Rêves de grandeur (chap.1/part 1)

French fan-translation of “Drømmer om storhet”
by Pål H. Christiansen

translation: Valérie Siondecine

Je ne suis rien
Je ne deviens jamais rien
Cela dit, je porte en moi tous les rêves du monde

Alvaro De Campo – Bureau de Tabac

Chapitre 1/part 1

drommer_francaisLes femmes ont besoin de plus de temps pour leur toilette le matin et les hommes en font tout un drame. Ils se mettent en colère et laissent leur impatience éclater au moyen d’injures blessantes, d’invectives et s’attaquent au mobilier et autres objets. Mais est-il bien nécessaire de donner des coups de pieds impatients dans la porte de la salle de bains ou encore de menacer de passer le premier dans l’espoir de raccourcir le temps d’attente? Cela n’aggrave t-il pas les choses en rendant cet instant encore plus douloureux  à vivre? Non, il est tellement plus simple de s’asseoir et de se détendre en attendant son tour. Mis à part le fait d’écrire correctement le Norvégien, c’est une des leçons les plus importantes que la vie m’a enseignée.

J’étais assis dans la cuisine chez Helle et écoutais le bruit de l’eau qui coulait dans le bain. Est-ce que je me trompais si j’affirmais qu’elle venait juste de commencer à se laver les cheveux? Qu’elle était en train de se frictionner vigoureusement le cuir chevelu avec son shampooing dynamisant? Ensuite viendrait le tour du rinçage et du baume, puis le reste du corps.

La pendule sur le mur affichait 8 heures 30. Helle était entrée dans une période créative et voulait commencer à refaire la cuisine. Le réfrigérateur se trouvait au milieu de la pièce à même le sol accompagné de l’étagère à épices, du tableau d’affichage et d’une reproduction de Gauguin qui représentait une femme avec un enfant dans ses bras. D’après ce que j’avais compris elle avait prévu de peindre les murs en vert, tandis que les placards des meubles devaient revenir à une couleur rougeâtre qu’elle jugeait être la couleur originelle. Encore quelque chose que la vie m’a enseignée sur les femmes : Elles se complaisent à croire que la vie après une nouvelle couche de peinture devient meilleure, une vie faite d’infinies possibilités. La vérité est que seul un travail dur et acharné conduit aux portes du paradis.
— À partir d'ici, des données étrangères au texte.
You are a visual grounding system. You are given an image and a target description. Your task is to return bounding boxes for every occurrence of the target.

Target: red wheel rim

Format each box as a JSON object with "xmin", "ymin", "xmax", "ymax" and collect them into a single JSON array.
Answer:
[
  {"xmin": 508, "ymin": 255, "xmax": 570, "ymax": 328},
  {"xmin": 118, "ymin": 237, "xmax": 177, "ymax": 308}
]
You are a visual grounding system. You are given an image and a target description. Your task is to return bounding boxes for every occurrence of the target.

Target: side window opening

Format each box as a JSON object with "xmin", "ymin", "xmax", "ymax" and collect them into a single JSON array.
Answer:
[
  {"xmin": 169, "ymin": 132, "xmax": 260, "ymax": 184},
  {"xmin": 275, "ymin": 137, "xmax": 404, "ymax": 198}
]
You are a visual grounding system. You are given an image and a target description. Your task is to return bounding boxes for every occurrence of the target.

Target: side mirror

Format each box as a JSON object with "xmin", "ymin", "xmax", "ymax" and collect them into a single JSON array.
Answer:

Je rejoignis le salon et m’arrêtai devant la bibliothèque. La fenêtre du balcon était grande ouverte et les bruits de la ville  montaient de la rue ; des cris d’enfants sur le chemin de l’école, le tram qui passait, le bruit d’un camion à ordures qui se déplaçait de porte en porte.
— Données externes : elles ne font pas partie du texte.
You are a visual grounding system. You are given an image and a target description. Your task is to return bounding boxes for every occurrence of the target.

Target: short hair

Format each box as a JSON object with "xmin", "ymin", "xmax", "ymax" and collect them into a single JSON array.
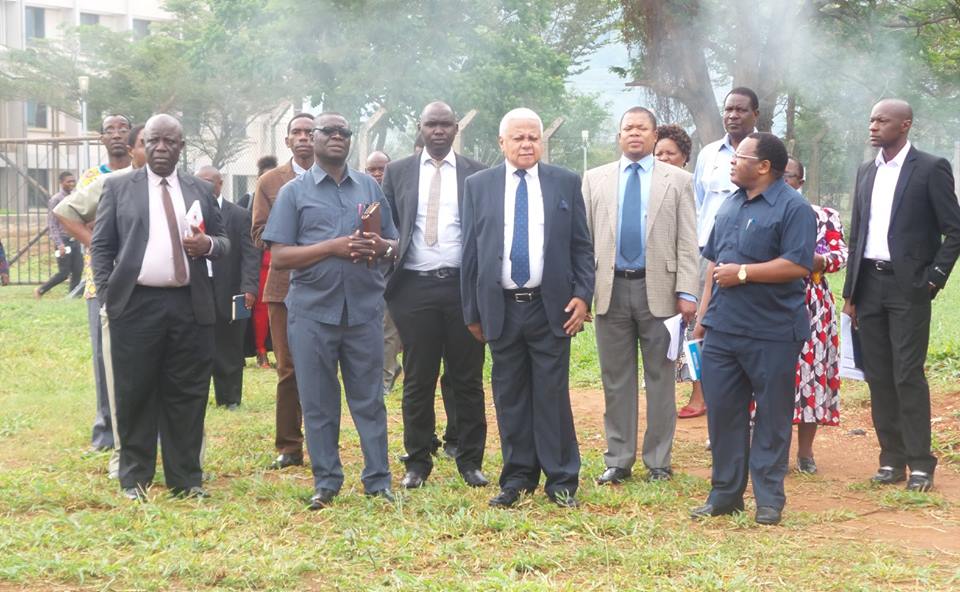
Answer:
[
  {"xmin": 657, "ymin": 123, "xmax": 693, "ymax": 161},
  {"xmin": 787, "ymin": 154, "xmax": 807, "ymax": 181},
  {"xmin": 287, "ymin": 113, "xmax": 313, "ymax": 136},
  {"xmin": 747, "ymin": 132, "xmax": 789, "ymax": 179},
  {"xmin": 617, "ymin": 105, "xmax": 657, "ymax": 127},
  {"xmin": 499, "ymin": 107, "xmax": 543, "ymax": 136},
  {"xmin": 127, "ymin": 123, "xmax": 146, "ymax": 148},
  {"xmin": 723, "ymin": 86, "xmax": 760, "ymax": 111}
]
On pouvait dire beaucoup de bien de Helle – mais concernant l’organisation de sa  bibliothèque elle était un cas désespéré. Devant moi, sur l’étagère se trouvait un livre intitulé Les Zones Erogènes au Moyen Âge, d’un certain Howard Humpelfinger. Je n’hésiterai pas à dire que l’éditeur aurait rendu à l’humanité un grand service en rappelant tout le tirage et en le détruisant. Le livre était un torchon que d’innombrables fautes d’impression rendaient illisible. Helle avait choisi de le poser à côté du dictionnaire de Norvégien classique, comme si cela coulait de source.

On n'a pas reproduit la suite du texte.